How to delimit this text file? strtok - c++

so there's a text file where I have 1. languages, a 2. text of a number written in the said language, 3. the base of the number and 4. the number written in digits. Here's a sample:
francais deux mille quatre cents 10 2400
How I went about it:
struct Nomen{
char langue[21], nomNombre [31], baseC[3], nombreC[21];
int base, nombre;
};
and in the main:
if(myfile.is_open()){
{
while(getline(myfile, line))
{
strcpy(Linguo[i].langue, strtok((char *)line.c_str(), " "));
strcpy(Linguo[i].nomNombre, strtok(NULL, " "));
strcpy(Linguo[i].baseC, strtok(NULL, " "));
strcpy(Linguo[i].nombreC, strtok(NULL, "\n"));
i++;
}
Difficulty: I'm trying to put two whitespaces as a delimiter, but it seems that strtok() counts it as if there were only one whitespace. The fact there are spaces in the text number, etc. is messing up the tokenization. How should I go about it?

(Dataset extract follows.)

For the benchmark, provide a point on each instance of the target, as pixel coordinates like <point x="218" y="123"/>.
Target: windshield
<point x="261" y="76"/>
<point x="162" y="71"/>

strtok treats any single character in the provided string as a delimiter. It does not treat the string itself as a single delimiter. So " " (two spaces) is the same as " " (one space).

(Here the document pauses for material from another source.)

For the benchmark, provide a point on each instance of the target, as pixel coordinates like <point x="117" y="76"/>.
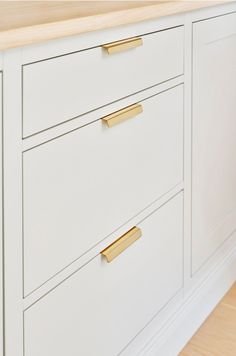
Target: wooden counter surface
<point x="28" y="22"/>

strtok will also treat multiple delimiters together as a single delimiter. So the input "t1 t2" will be tokenized as two tokens, "t1" and "t2".
As mentioned in comments, strtok is also writes the NUL character into the input to create the token strings. So, it is an error to pass the result of string::c_str() as input to the function. The fact that you need to cast the constant string should have been enough to dissuade you from this approach.

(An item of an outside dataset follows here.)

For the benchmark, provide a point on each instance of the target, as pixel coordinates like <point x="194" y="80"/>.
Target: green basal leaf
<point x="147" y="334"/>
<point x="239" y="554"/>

If you want to treat a double space as a delimiter, you will have to scan the string and search for them yourself. Given you are using C APIs, you can consider strstr. However, in C++, you can use string::find.
Here's an algorithm to parse your string manually:
Given an input string input:
language is the substring from the start of input to the first SPC character.
From where language ends, skip over all whitespace, changing input to begin at the first non-whitespace character.
text is the substring from the start of input to the first double SPC sequence.
From where text ends, skip over all whitespace, changing input to begin at the first non-whitespace character.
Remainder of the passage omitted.